Nevertheless, Hikes said she plans to address community concerns, perhaps planning a forum at William Way to talk about self-defense and other ways to keep the neighborhood safe.
“We live in the fifth-largest city in the country, and some of the experiences — with people getting into altercations, getting assaulted, maybe even being robbed — are experiences people have when they live in very large cities. But what we need to be working on is how we can protect each other to better mitigate those situations from impacting us disproportionately.”
She pointed out a string of other accomplishments she’s been involved with since she took over two years ago, such as the black and brown stripes on the rainbow flag and recent legislation that changes language in the Philadelphia Home Rule Charter to be more gender-neutral. But, she added, a lack of staff (there are only two full-time employees in the Office of LGBT Affairs) and a general feel of division in the country affect the pace.
“I often say that no one has had to do this job during war time. Everyone else got to do the job during peacetime. We have not seen the attacks on our community that we have seen during [the Trump] administration,” she said. “It’s a different time to do this work. Anyone who is working in service to marginalized populations — if they have done it for any amount of time — they’d tell you that these last years, since November 2016, have been war time. They have been very trying times.”
Hikes also has had to deal with a community divided within itself, specifically over racial tensions in the Gayborhood. But she’s optimistic about the way things are moving.
“I know it doesn’t always feel that way for folks. But being on the frontlines of it, what I can see, just in the last two years, is that we have started to understand each other a lot better. I’ve seen people start to get it. I feel like we are starting to come together. We look very different and we move very differently than how we did a couple years ago, but we’re getting there.”
So with limited resources and a bickering community to contend with, one has to wonder: Does she actually enjoy the job?
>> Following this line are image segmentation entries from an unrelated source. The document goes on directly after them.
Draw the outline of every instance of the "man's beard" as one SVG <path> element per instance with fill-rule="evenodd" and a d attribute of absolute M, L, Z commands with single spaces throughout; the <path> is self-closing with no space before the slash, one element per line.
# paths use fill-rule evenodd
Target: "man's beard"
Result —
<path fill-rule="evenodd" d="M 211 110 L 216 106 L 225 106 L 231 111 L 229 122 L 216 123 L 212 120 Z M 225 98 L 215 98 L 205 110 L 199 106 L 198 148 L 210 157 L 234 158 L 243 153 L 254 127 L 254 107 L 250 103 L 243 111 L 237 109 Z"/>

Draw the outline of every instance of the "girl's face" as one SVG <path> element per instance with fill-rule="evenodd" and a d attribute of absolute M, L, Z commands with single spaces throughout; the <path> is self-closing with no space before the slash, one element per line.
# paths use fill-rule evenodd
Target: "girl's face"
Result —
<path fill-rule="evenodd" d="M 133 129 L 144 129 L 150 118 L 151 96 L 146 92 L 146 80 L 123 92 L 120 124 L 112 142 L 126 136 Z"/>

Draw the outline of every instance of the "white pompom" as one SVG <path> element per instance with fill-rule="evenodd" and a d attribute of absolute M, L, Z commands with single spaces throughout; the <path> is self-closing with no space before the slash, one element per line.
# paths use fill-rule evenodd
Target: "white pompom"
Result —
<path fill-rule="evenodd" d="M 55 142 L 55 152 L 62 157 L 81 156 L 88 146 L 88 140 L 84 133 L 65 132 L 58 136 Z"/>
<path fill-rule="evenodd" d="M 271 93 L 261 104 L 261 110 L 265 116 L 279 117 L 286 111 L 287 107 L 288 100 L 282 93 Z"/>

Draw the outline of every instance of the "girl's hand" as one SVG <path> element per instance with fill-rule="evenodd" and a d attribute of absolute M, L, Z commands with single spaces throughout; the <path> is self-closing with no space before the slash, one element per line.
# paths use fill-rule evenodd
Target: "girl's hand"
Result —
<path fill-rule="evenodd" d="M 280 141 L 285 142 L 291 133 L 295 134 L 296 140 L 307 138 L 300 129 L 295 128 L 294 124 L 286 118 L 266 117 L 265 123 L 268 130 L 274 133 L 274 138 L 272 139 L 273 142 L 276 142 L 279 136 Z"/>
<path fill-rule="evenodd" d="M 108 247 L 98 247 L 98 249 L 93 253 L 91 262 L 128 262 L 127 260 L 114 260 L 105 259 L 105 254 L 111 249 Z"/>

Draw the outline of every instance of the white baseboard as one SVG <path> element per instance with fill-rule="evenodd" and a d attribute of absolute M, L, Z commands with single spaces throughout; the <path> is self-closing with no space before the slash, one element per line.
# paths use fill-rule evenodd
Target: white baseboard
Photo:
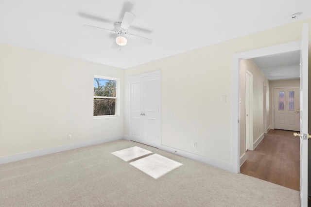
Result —
<path fill-rule="evenodd" d="M 180 149 L 175 149 L 174 148 L 163 145 L 161 145 L 159 147 L 159 149 L 170 152 L 172 154 L 175 154 L 184 158 L 189 158 L 207 164 L 209 165 L 211 165 L 218 168 L 221 168 L 227 171 L 233 172 L 232 165 L 231 164 L 223 162 L 210 158 L 196 155 L 195 154 L 181 150 Z"/>
<path fill-rule="evenodd" d="M 123 139 L 124 139 L 124 140 L 128 140 L 129 141 L 131 141 L 131 139 L 130 138 L 129 135 L 126 135 L 125 134 L 123 134 Z"/>
<path fill-rule="evenodd" d="M 259 143 L 261 142 L 262 139 L 264 137 L 264 134 L 263 133 L 256 140 L 256 141 L 254 143 L 254 144 L 253 145 L 253 150 L 254 150 L 259 144 Z"/>
<path fill-rule="evenodd" d="M 90 140 L 88 141 L 83 142 L 81 143 L 74 143 L 70 144 L 59 146 L 47 149 L 41 149 L 39 150 L 34 151 L 32 152 L 27 152 L 24 153 L 18 154 L 17 155 L 2 157 L 0 158 L 0 164 L 14 162 L 15 161 L 21 160 L 22 159 L 34 158 L 35 157 L 41 156 L 42 155 L 55 153 L 56 152 L 62 152 L 63 151 L 76 149 L 77 148 L 83 147 L 85 146 L 107 143 L 108 142 L 114 141 L 116 140 L 121 140 L 122 139 L 123 139 L 123 136 L 122 136 L 107 137 L 105 138 L 99 139 L 98 140 Z"/>
<path fill-rule="evenodd" d="M 242 166 L 244 162 L 246 160 L 246 153 L 243 154 L 242 156 L 240 158 L 240 166 Z"/>

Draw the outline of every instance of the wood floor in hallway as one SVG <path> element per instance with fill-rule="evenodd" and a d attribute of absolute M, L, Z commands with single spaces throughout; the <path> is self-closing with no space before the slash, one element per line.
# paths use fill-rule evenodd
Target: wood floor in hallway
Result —
<path fill-rule="evenodd" d="M 299 137 L 271 129 L 254 150 L 248 150 L 241 173 L 299 191 Z"/>

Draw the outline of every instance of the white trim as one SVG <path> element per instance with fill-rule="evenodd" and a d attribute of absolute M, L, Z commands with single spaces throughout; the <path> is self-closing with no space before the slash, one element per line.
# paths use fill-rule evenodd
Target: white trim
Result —
<path fill-rule="evenodd" d="M 270 90 L 270 89 L 269 89 Z M 262 82 L 262 109 L 263 110 L 262 117 L 263 118 L 263 133 L 267 133 L 267 86 L 263 81 Z"/>
<path fill-rule="evenodd" d="M 231 171 L 240 172 L 240 61 L 258 57 L 300 50 L 300 41 L 235 54 L 232 57 L 232 165 Z"/>
<path fill-rule="evenodd" d="M 223 162 L 207 157 L 202 156 L 201 155 L 191 153 L 189 152 L 175 149 L 174 148 L 164 145 L 160 145 L 159 147 L 159 149 L 165 151 L 172 154 L 174 154 L 184 158 L 198 161 L 200 162 L 207 164 L 209 165 L 222 169 L 223 170 L 226 170 L 227 171 L 231 171 L 232 167 L 232 165 L 229 163 Z"/>
<path fill-rule="evenodd" d="M 245 161 L 246 161 L 246 153 L 244 153 L 240 158 L 240 163 L 241 163 L 240 166 L 242 166 Z"/>
<path fill-rule="evenodd" d="M 0 164 L 21 160 L 22 159 L 27 159 L 29 158 L 35 158 L 35 157 L 41 156 L 42 155 L 48 155 L 49 154 L 62 152 L 63 151 L 76 149 L 77 148 L 107 143 L 108 142 L 114 141 L 116 140 L 121 140 L 122 139 L 123 139 L 123 137 L 122 136 L 117 136 L 95 140 L 90 140 L 81 143 L 74 143 L 66 145 L 59 146 L 55 147 L 33 151 L 32 152 L 27 152 L 24 153 L 17 154 L 17 155 L 2 157 L 0 158 Z"/>
<path fill-rule="evenodd" d="M 125 134 L 123 135 L 123 139 L 126 140 L 128 140 L 129 141 L 131 141 L 131 139 L 130 138 L 129 135 L 126 135 Z"/>
<path fill-rule="evenodd" d="M 254 142 L 253 141 L 253 74 L 252 73 L 251 73 L 248 70 L 247 70 L 247 69 L 245 69 L 245 73 L 247 73 L 247 74 L 249 75 L 249 85 L 247 86 L 246 85 L 246 87 L 248 86 L 249 86 L 248 90 L 249 90 L 249 97 L 248 97 L 248 101 L 249 101 L 249 105 L 248 106 L 249 107 L 249 128 L 247 129 L 246 126 L 247 126 L 246 124 L 245 124 L 245 127 L 246 127 L 246 131 L 247 131 L 247 130 L 249 130 L 249 139 L 248 141 L 246 141 L 246 143 L 248 143 L 249 144 L 249 145 L 247 146 L 247 148 L 248 149 L 250 149 L 251 150 L 253 150 L 253 149 L 254 149 Z M 246 80 L 246 79 L 245 79 L 245 80 Z M 246 96 L 245 96 L 245 101 L 246 101 Z M 245 108 L 246 107 L 246 104 L 245 104 Z M 245 117 L 245 123 L 246 123 L 246 119 Z M 247 134 L 246 134 L 246 136 L 247 136 Z M 247 139 L 247 137 L 246 137 L 246 139 Z M 249 149 L 248 149 L 248 147 L 249 147 Z"/>
<path fill-rule="evenodd" d="M 264 137 L 264 134 L 263 133 L 256 140 L 254 143 L 253 145 L 253 150 L 254 150 L 258 146 L 258 144 L 262 141 L 262 139 Z"/>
“I didn’t say that. It is a very fulfilling and rewarding job. It is not an easy job. It is without a doubt the hardest work I’ve ever had to do — especially doing it during this time. I took over in March of 2017 and the feeling in the country was very different two years ago, and certainly the feeling in the community. It is a necessary job — and at times it’s enjoyable — but usually it is fulfilling and it is necessary.”